Cari sebanyak mungkin informasi dan sampaikan padaku, apa saja yang menurutmu
ganjil. Kamu harus mengikuti acara yang mereka lakukan, dan lainnya. Kamu paham
kan?”
Huda membetulkan pecinya yang mau jatuh.
“Jadi ini semacam misi rahasia begitu, Mas?”
“Kau bisa menyebutnya demikian.”
Dari bola matanya yang berbinar, Darmadi bisa tahu kalau Huda tampak
senang. Dia memang suka dengan misi-misi semacam ini.
“Kalau begitu mulai besok saya akan beraksi Mas.” Ujarnya sambil
mengacungkan jempol.
“Tapi kamu harus hati-hati ya. Jangan sampai tertangkap atau bahkan
dilenyapkan.”
“Tentu Mas. Saya selalu mendahulukan kehati-hatian di mana pun saya berada.”
Darmadi tersenyum, sambil tetap mengkhawatirkan keselamatan Huda.
*
“Bagaimana Mas? Sudah bicara dengan Huda?”

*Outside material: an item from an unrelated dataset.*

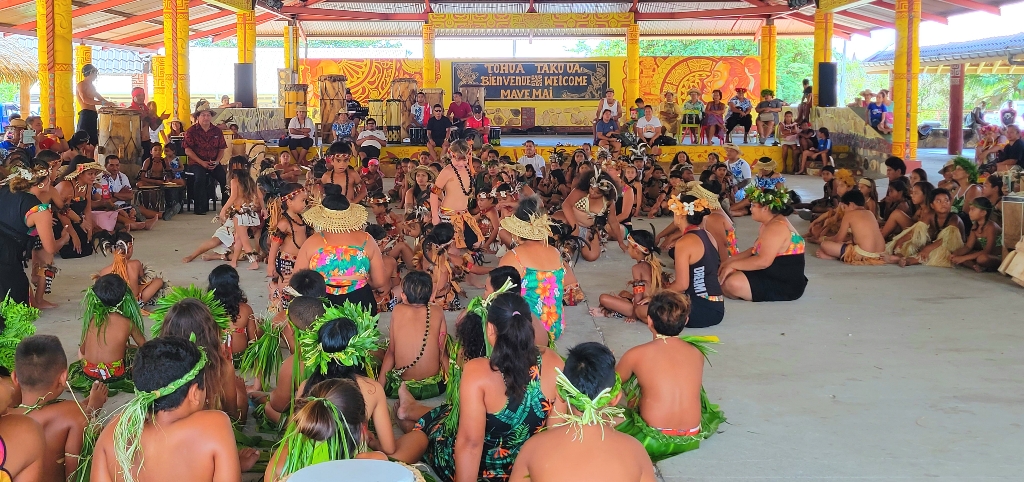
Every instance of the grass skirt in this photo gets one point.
(660, 446)
(429, 387)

“Sudah Dek. Dia sudah paham apa yang kutugaskan kepadanya.”
“Kalau begitu kamu tidak perlu secemas tadi kan? Ini makanlah dulu. Aku sudah
menyiapkan makanan buat kita.”
“Oh, sudah siap? Memang kau luar biasa sekali.”

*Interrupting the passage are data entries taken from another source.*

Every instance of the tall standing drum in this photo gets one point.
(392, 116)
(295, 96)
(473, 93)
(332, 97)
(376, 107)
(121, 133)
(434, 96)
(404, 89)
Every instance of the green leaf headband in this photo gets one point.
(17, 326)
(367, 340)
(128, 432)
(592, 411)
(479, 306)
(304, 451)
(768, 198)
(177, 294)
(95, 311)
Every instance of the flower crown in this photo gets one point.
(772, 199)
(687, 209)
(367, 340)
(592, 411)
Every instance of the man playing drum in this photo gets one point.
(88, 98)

Maryam hanya tersenyum; memandang mata suaminya itu lekat-lekat.
*
Huda segera pulang ke rumah.
Dia hafal betul apa yang harus dia lakukan, sesuai perintah Darmadi. Tak ada
keraguan lagi pada Darmadi bagi Huda. Dia merupakan orang yang mampu
menyelamatkan desanya dari kekacauan karena kepercayaan bahwa dirinya harus
dikorbankan supaya desa bebas dari penyakit, dua tahun yang lalu. Sekarang dia
masih sehat, dan warga desa pun percaya kalau tidak ada lagi itu namanya
penyakit karena setan dan jin penunggu rumah itu mengamuk dan meminta sesajen. Sekarang
dia yakin bahwa seberapa besar kemampuan jin dan setan, Allah jauh lebih dekat
padanya. Walaupun tak pintar-pintar amat, Huda ahli betul dalam menjalin
hubungan dengan seseorang. Dia orang yang supel dan ramah, namun awas dan
waspada.
Berbekal beberapa pakaian dan uang yang diberikan oleh Darmadi, serta
kamera berbentuk kancing yang juga diberikan oleh Darmadi, Huda berangkat
menuju desa Sukadunia. Memulai misinya menguak kebenaran tentang Adimas Kanjeng
yang katanya mampu menggandakan uang itu. Ini adalah misi ketiganya, dan dia
ingin terus berhasil.
*
Berbondong-bondong orang mendatangi padepokan itu sambil membawa tas koper
yang berisi uang. Ada yang pecahan 10 ribuan, ada yang seratus ribuan, ada yang
berpuluh-puluh juta mereka bawa. Datang dengan niat yang sama; memperbanyak
uang yang ada di tangan.
Dari kejauhan Huda melihat mereka sambil memegang telepon di tangan.
“Buset Mas, banyak betul yang datang! Pak Bupati saja datang Mas!”
*
Serial ini adalah fiktif belaka. Kesamaan alur, tokoh, tempat, dan lain sebagainya, mungkin disengaja dan mungkin tidak disengaja oleh penulis.